Oh. My. God.

Amid the wreckage I counted 12 dead civilians, lying in the road or in
nearby ditches. All had been trying to leave this southern town
overnight, probably for fear of being killed by US helicopter attacks and
heavy artillery.

Their mistake had been to flee over a bridge that is crucial to the
coalition’s supply lines and to run into a group of shell-shocked young
American marines with orders to shoot anything that moved.

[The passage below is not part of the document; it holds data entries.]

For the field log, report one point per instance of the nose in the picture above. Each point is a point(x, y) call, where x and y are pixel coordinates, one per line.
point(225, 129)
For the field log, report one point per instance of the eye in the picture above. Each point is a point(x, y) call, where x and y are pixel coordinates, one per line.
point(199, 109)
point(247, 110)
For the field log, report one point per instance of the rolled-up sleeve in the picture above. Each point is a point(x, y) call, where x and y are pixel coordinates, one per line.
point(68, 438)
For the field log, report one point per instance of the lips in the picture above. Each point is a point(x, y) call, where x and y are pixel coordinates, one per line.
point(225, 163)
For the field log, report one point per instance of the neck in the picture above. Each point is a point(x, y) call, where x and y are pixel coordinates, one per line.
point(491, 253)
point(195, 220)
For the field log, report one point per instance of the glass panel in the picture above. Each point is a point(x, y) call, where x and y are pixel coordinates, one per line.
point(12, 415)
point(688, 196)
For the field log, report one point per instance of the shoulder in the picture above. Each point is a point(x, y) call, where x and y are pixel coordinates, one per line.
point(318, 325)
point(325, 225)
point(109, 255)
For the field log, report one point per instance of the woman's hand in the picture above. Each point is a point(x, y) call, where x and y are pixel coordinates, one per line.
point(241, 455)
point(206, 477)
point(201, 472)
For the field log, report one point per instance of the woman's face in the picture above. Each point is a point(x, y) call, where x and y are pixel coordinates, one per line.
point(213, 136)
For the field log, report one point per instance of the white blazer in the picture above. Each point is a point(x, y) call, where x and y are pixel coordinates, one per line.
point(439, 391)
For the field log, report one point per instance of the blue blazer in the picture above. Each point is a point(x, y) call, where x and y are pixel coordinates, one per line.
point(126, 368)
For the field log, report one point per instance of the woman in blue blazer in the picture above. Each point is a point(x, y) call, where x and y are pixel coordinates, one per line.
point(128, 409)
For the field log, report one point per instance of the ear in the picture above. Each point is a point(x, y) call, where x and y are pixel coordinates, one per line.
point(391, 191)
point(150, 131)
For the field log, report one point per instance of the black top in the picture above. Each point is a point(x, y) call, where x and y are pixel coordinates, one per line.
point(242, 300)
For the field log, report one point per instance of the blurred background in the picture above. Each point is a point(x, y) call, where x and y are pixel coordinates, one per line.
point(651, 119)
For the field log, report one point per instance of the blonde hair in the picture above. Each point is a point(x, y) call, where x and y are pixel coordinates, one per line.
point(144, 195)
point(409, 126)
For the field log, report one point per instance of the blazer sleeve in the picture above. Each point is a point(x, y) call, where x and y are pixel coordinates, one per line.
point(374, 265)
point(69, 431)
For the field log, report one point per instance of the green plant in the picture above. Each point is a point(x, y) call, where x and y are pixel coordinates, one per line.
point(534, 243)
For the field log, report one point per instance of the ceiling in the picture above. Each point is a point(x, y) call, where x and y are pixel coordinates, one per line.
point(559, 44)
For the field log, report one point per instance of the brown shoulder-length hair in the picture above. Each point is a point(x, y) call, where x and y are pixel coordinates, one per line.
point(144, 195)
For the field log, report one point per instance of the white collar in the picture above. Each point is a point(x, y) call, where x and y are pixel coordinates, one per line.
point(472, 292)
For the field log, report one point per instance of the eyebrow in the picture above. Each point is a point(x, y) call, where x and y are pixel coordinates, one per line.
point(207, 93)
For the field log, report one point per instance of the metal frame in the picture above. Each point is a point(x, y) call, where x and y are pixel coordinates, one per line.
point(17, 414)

One man’s body was still in flames. It gave out a hissing sound. Tucked
away in his breast pocket, thick wads of banknotes were turning to ashes.
His savings, perhaps.

Down the road, a little girl, no older than five and dressed in a pretty
orange and gold dress, lay dead in a ditch next to the body of a man who
may have been her father. Half his head was missing.

Nearby, in a battered old Volga, peppered with ammunition holes, an Iraqi
woman – perhaps the girl’s mother – was dead, slumped in the back seat. A
US Abrams tank nicknamed Ghetto Fabulous drove past the bodies.

This was not the only family who had taken what they thought was a last
chance for safety. A father, baby girl and boy lay in a shallow grave. On
the bridge itself a dead Iraqi civilian lay next to the carcass of a
donkey.

As I walked away, Lieutenant Matt Martin, whose third child, Isabella,
was born while he was on board ship en route to the Gulf, appeared beside
me.

“Did you see all that?” he asked, his eyes filled with tears. “Did you
see that little baby girl? I carried her body and buried it as best I
could but I had no time. It really gets to me to see children being
killed like this, but we had no choice.”

Martin’s distress was in contrast to the bitter satisfaction of some of
his fellow marines as they surveyed the scene. “The Iraqis are sick
people and we are the chemotherapy,” said Corporal Ryan Dupre. “I am
starting to hate this country. Wait till I get hold of a friggin’ Iraqi.
No, I won’t get hold of one. I’ll just kill him.”